NO

Author Topic: UTF8 issue on Windows 7  (Read 959 times)

Offline Vortex

  • Member
  • *
  • Posts: 802
    • http://www.vortex.masmcode.com
UTF8 issue on Windows 7
« on: August 30, 2023, 11:46:47 AM »
Hello,

pocc is displaying an error message if the option /utf-8 is specified in the command line. The problem appears on Windows 7 systems.

Code: [Select]
pocc /utf-8 -std:C11  /Tx86-coff -Ot -Ob1 -fp:precise -W1 -Ze -Zx test.c

E:\PellesC\Include\ctype.h(40): fatal error #1065: Failed converting input from 'U'.

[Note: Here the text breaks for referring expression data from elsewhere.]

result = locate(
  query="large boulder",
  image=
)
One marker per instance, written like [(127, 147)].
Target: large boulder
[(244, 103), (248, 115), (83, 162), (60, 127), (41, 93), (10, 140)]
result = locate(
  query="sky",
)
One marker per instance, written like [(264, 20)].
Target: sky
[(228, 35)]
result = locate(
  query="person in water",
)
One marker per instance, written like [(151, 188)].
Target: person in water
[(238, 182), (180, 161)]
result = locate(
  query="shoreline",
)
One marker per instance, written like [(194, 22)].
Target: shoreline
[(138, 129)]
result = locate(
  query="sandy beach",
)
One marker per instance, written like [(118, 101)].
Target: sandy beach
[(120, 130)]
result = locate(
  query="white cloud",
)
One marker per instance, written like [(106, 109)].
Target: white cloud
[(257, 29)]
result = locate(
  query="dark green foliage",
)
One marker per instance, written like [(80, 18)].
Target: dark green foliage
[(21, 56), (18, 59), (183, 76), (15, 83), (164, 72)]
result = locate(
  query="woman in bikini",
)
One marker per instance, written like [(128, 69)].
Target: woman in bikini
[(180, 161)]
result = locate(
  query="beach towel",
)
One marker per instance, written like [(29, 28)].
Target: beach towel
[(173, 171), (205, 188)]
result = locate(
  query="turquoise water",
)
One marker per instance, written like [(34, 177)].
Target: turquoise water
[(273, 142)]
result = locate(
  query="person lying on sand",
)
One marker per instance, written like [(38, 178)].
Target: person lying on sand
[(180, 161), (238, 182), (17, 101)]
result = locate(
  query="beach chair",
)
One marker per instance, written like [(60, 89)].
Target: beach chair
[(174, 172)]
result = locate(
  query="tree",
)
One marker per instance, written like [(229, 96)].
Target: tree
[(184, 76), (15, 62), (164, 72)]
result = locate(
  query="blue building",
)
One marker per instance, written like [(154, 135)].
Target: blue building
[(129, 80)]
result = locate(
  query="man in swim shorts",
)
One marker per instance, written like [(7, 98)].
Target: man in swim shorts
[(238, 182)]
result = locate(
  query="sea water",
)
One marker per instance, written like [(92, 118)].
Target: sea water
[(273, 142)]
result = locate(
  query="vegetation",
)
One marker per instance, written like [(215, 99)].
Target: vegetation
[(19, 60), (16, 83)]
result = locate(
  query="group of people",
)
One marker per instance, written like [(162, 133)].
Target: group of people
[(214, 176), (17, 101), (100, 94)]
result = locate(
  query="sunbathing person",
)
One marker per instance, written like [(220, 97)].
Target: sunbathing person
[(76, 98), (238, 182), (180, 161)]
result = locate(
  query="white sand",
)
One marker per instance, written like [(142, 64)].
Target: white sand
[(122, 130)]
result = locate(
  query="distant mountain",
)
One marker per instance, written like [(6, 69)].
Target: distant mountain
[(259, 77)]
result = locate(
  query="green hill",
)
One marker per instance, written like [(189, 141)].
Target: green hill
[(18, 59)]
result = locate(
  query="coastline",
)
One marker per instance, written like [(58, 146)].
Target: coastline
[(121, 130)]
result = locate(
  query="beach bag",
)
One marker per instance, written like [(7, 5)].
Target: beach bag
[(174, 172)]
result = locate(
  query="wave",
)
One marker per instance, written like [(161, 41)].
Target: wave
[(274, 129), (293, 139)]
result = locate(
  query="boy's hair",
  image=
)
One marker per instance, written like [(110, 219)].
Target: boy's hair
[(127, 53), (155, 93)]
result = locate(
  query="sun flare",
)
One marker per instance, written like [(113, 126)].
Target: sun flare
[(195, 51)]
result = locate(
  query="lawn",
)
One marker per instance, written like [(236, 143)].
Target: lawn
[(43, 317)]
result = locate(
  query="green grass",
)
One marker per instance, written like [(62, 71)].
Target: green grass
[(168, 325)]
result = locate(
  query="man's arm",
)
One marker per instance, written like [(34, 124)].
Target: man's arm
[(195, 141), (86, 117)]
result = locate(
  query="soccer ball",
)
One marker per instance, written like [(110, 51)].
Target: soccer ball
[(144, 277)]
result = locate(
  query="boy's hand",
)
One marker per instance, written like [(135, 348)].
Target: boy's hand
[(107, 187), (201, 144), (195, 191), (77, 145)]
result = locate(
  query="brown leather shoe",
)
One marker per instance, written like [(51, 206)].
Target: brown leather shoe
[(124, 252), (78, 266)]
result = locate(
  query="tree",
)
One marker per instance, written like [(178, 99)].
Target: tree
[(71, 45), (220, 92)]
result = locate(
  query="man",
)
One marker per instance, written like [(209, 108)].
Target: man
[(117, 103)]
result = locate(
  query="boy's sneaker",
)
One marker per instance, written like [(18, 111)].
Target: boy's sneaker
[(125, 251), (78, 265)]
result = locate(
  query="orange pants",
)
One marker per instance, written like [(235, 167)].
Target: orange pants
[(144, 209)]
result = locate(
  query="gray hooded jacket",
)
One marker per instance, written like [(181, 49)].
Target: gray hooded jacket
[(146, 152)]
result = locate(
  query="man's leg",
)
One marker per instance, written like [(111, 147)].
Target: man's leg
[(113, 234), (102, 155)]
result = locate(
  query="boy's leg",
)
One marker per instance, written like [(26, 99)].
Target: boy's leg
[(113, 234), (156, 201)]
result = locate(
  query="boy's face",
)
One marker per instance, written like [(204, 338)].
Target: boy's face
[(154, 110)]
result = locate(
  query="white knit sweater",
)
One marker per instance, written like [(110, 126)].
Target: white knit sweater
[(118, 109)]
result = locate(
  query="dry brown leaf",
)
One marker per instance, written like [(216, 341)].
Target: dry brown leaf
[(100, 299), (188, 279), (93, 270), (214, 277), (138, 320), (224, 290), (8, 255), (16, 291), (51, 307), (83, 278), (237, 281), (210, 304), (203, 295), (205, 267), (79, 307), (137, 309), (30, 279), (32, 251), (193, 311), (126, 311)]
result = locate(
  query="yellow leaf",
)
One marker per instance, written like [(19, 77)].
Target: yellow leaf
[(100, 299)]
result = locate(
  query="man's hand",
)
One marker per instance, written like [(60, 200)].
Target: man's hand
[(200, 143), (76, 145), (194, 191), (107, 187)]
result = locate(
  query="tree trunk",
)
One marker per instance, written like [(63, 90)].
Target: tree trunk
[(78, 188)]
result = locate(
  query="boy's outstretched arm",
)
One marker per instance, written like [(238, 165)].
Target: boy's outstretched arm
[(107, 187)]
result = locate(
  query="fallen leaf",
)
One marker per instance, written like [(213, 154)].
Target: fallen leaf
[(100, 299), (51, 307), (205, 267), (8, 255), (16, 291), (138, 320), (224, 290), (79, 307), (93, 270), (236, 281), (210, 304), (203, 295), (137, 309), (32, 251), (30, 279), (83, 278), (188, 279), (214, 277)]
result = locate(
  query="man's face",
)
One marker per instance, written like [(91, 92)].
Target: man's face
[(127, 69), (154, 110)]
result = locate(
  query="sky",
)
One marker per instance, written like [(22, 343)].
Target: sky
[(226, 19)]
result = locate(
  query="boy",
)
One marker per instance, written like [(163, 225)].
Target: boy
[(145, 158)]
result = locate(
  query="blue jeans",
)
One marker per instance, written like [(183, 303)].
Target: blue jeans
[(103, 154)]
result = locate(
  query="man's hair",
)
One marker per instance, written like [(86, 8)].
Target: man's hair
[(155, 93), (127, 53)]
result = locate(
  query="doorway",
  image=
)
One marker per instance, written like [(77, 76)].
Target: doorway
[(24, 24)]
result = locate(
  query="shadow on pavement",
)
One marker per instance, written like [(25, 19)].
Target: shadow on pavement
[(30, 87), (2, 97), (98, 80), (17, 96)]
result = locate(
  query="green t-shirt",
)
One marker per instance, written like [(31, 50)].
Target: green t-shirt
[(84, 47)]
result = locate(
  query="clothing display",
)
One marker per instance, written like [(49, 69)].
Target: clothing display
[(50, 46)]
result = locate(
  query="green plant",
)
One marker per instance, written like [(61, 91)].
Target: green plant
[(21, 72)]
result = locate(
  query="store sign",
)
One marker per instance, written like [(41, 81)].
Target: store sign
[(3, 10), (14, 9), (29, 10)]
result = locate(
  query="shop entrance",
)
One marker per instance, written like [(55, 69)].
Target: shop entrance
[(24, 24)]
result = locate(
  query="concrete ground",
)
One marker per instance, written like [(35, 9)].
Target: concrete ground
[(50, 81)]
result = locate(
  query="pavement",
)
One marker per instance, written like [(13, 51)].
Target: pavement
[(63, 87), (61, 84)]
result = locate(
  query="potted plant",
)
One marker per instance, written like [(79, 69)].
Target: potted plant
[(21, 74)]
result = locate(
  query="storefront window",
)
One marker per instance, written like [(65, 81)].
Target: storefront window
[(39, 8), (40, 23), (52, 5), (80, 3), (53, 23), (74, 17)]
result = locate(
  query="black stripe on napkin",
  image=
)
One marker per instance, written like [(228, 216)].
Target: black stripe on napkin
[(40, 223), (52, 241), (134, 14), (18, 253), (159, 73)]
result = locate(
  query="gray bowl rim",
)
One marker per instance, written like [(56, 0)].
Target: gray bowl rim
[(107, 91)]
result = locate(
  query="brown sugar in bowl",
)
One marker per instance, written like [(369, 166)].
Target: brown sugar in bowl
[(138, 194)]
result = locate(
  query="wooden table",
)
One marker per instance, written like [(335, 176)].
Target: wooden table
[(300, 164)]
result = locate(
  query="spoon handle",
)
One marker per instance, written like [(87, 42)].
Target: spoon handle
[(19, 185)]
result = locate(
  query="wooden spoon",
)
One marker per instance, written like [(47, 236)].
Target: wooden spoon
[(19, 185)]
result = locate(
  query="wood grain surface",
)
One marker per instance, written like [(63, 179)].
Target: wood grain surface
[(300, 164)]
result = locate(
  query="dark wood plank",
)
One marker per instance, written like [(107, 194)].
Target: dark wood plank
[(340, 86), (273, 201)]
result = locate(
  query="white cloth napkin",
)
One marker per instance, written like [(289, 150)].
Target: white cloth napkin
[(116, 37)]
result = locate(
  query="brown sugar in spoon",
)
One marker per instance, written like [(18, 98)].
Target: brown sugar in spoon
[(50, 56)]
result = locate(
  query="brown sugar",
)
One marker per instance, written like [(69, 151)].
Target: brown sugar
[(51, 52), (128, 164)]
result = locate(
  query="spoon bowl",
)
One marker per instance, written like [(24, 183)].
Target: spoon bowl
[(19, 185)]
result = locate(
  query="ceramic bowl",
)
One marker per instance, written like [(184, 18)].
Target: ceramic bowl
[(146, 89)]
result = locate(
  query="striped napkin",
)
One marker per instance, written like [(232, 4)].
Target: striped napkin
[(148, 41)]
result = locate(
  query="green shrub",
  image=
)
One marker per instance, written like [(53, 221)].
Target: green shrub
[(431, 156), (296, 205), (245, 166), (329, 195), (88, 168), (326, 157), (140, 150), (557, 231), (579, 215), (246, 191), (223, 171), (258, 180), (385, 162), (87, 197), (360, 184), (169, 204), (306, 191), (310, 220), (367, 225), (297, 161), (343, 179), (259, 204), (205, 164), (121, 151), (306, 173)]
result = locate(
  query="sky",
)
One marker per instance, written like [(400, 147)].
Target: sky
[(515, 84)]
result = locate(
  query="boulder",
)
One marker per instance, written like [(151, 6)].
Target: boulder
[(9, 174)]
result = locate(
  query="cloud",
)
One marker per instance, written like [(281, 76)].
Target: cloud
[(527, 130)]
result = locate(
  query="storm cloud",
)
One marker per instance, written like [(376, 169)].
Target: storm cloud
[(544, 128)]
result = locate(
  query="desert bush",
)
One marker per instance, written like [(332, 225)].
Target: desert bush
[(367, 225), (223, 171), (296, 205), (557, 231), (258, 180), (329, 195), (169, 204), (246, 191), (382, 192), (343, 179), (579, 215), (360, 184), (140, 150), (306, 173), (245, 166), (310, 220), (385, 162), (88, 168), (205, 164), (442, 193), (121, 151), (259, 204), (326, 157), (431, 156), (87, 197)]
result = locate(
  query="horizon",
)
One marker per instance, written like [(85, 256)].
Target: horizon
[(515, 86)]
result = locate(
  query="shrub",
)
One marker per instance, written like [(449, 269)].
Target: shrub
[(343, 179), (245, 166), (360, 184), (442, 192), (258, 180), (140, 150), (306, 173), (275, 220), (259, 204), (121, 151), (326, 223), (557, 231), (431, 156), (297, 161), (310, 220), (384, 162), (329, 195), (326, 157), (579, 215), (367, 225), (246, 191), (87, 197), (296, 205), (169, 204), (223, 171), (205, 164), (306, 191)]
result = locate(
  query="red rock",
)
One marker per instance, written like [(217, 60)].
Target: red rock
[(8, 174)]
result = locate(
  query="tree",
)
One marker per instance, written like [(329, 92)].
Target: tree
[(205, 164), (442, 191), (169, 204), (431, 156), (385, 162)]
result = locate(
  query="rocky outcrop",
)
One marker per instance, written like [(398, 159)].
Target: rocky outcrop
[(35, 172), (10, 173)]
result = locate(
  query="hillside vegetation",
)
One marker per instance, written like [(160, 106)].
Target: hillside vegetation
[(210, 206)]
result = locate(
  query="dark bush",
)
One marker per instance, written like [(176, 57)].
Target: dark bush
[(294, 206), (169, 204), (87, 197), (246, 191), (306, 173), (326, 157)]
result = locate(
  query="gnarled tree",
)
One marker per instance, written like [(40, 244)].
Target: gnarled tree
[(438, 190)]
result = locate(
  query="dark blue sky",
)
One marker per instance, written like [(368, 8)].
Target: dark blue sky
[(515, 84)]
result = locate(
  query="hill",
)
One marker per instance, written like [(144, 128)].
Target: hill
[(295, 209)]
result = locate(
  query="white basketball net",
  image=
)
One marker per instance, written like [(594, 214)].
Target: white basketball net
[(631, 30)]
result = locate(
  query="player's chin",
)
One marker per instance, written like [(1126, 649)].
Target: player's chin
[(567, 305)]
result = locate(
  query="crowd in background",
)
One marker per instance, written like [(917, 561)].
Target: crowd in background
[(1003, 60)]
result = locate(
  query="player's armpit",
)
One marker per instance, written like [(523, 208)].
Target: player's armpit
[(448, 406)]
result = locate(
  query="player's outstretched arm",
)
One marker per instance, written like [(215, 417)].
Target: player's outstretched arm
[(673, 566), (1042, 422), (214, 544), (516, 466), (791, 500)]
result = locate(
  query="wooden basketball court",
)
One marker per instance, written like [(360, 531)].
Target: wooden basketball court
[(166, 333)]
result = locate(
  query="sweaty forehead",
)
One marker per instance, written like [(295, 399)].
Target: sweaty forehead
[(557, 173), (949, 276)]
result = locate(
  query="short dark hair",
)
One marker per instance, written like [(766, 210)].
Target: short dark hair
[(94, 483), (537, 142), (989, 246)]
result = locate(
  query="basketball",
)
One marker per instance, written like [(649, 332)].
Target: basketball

It doesn't matter if the source code is ANSI, UTF8 or UTF8 with BOM.
Code it... That's all...

Offline John Z

  • Member
  • *
  • Posts: 796
Re: UTF8 issue on Windows 7
« Reply #1 on: August 30, 2023, 12:15:40 PM »
Hi Vortex,

I still have a win 7 system running.  Post your test.c file and I'll verify on
my system.  Pelles C version 12 I assume....

John Z

Offline Vortex

  • Member
  • *
  • Posts: 802
    • http://www.vortex.masmcode.com
Re: UTF8 issue on Windows 7
« Reply #2 on: August 30, 2023, 12:39:55 PM »
Hi John,

Pelles C version : 12.00.2

The code does not matter, you will receive the same error message with the option /utf-8 on Windows 7 :

Code: [Select]
#include <stdio.h>

int main(int argc, char *argv[])
{
  printf("test");
  return 0;
}
Code it... That's all...

Offline John Z

  • Member
  • *
  • Posts: 796
Re: UTF8 issue on Windows 7
« Reply #3 on: August 30, 2023, 01:48:50 PM »
Thanks Vortex!

Confirmed - Win 7 Pro with V12 and Win 7 Home with V12 both show the issue -
Win 7 Home with V9 does not recognize the /UTF-8 option as it was not implemented yet . . . .

John Z

It looks like based on the help file that this option was added in V11. just fyi maybe test V11
« Last Edit: August 30, 2023, 01:52:07 PM by John Z »

Offline Vortex

  • Member
  • *
  • Posts: 802
    • http://www.vortex.masmcode.com
Re: UTF8 issue on Windows 7
« Reply #4 on: August 30, 2023, 09:53:27 PM »
Hi John,

Thanks for your tests.
Code it... That's all...

Offline MrBcx

  • Global Moderator
  • Member
  • *****
  • Posts: 176
    • Bcx Basic to C/C++ Translator
Re: UTF8 issue on Windows 7
« Reply #5 on: August 30, 2023, 11:00:26 PM »
Hi John,

Thanks for your tests.

Erol - I'm paying attention  ;)
Bcx Basic to C/C++ Translator
https://www.BcxBasicCoders.com

Offline TimoVJL

  • Global Moderator
  • Member
  • *****
  • Posts: 2091
Re: UTF8 issue on Windows 7
« Reply #6 on: August 31, 2023, 10:34:34 AM »
Code: [Select]
//#include <stdio.h>
int __cdecl printf(char*,...);
int main(int argc, char *argv[])
{
  printf("test");
  return 0;
}
Code: [Select]
10: pocc.exe -utf-8 test.c
fatal error: Unknown option: /utf-8.

11: pocc.exe -utf-8 test.c
test.c(5): fatal error #1065: Failed converting input using codepage 65001.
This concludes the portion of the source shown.